The volumetric ratio of KAPA Pure Beads to sample is the critical factor in determining the size distribution of DNA fragments retained by the beads. The volume (ratio) may be modified/optimized based upon the specific application and/or point in the library construction workflow where a cleanup or size selection is employed.
The volume in which cleanups and size selection are performed may impact performance. DNA samples may be diluted in 10 mM Tris-HCl (pH 8.0 – 8.5) or PCR-grade water to increase the working volume prior to the addition of KAPA Pure Beads. This is recommended for starting volumes <50 µL, DNA preparations that are viscous, and/ or contain a high concentration of salts or PEG.
It is important to prepare fresh 80% ethanol prior to use, since ethanol absorbs atmospheric water.
The volume of 80% ethanol used for bead washes may be adjusted to accommodate different plate/tube volumes and/or limited pipetting capacity, but it is important that the beads are entirely submerged during the wash steps. Where possible, use a wash volume that is equal to the volume of sample plus KAPA Pure Beads.

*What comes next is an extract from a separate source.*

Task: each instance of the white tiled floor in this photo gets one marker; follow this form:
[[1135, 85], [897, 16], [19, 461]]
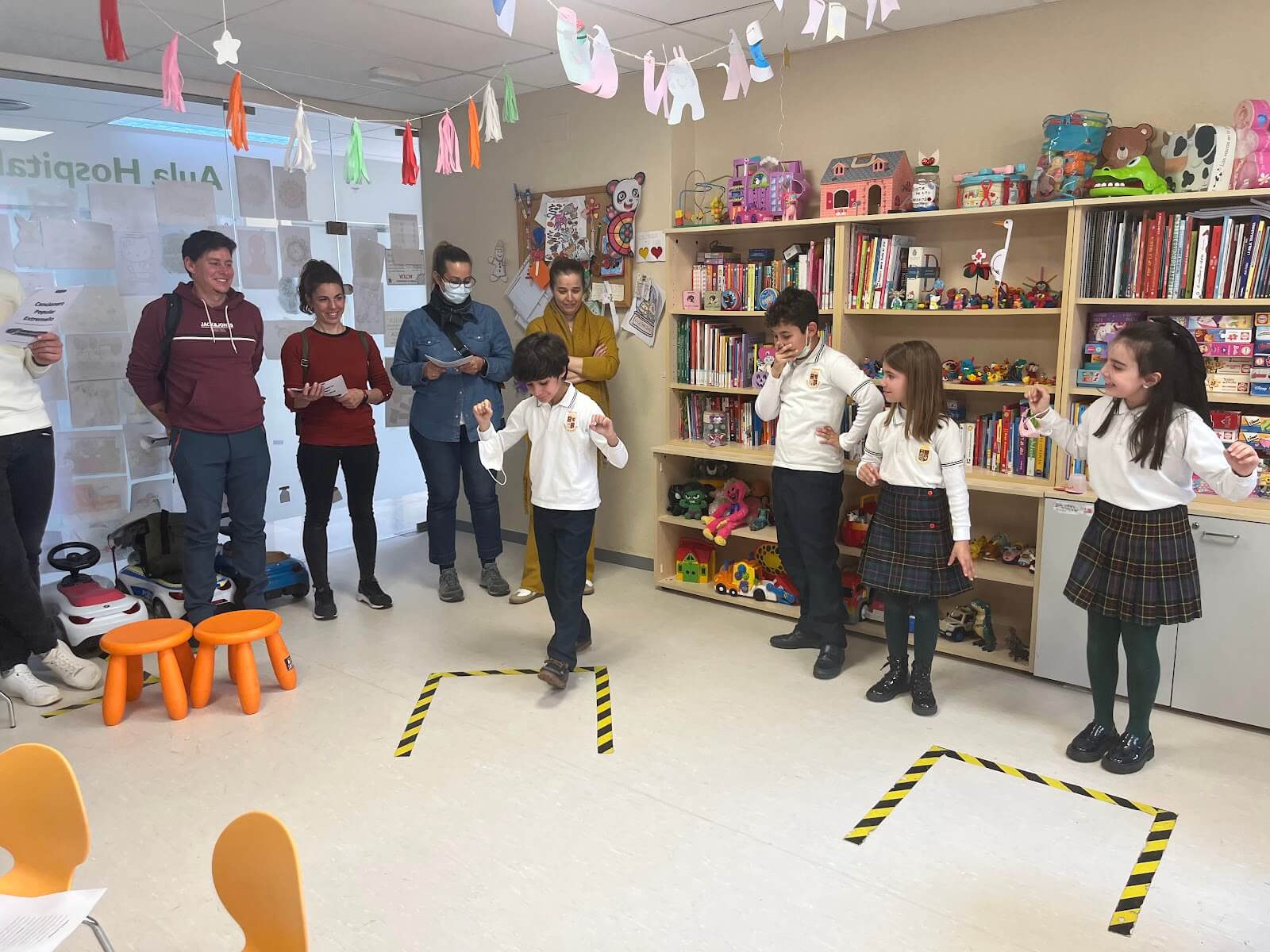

It is important to remove all ethanol before proceeding with subsequent reactions. However, over-drying of beads may make them difficult to resuspend, and may result in a dramatic loss of DNA. Drying of beads for 3 – 5 min at room temperature should be sufficient. Drying of beads at 37ºC is not recommended.
Elution time and temperature may impact DNA recovery, particularly for high-molecular weight genomic DNA.
Purified DNA in elution buffer should be stable at 4°C for 1 – 2 weeks, or for at least 1 month at -20°C. The long-term stability of library DNA at -20°C depends on a number of factors, including library concentration. Always use low DNA-binding tubes for long-term storage and avoid excessive freezing and thawing.
To increase the recovery of DNA at a specific stage in an NGS library construction protocol, the volume of KAPA Pure Beads used in the cleanup may be increased, but this will most likely result in the retention of smaller DNA fragments.
Upper size limit | Modification
Increase upper size limit: Decrease the ratio of the first cut
Decrease upper size limit: Increase the ratio of the first cut
Lower size limit | Modification
Increase lower size limit: Decrease the ratio of the second cut
Decrease lower size limit: Increase the ratio of the second cut
The second size cut should be performed with at least 0.2 volumes of KAPA Pure Beads. Please note the volume of the KAPA Pure Beads needed for the second cut is calculated relative to the volume of the sample at the start of the size selection procedure, not the volume of the DNA-containing supernatant transferred after the first cut. DNA recovery is dramatically reduced if the difference between the first and second cuts is less than ~0.2 volumes. To increase the amount of DNA recovered, more than 0.2 volumes of KAPA Pure Beads may be used for the second cut, but note that this may result in the recovery of smaller library fragments and a broader size distribution.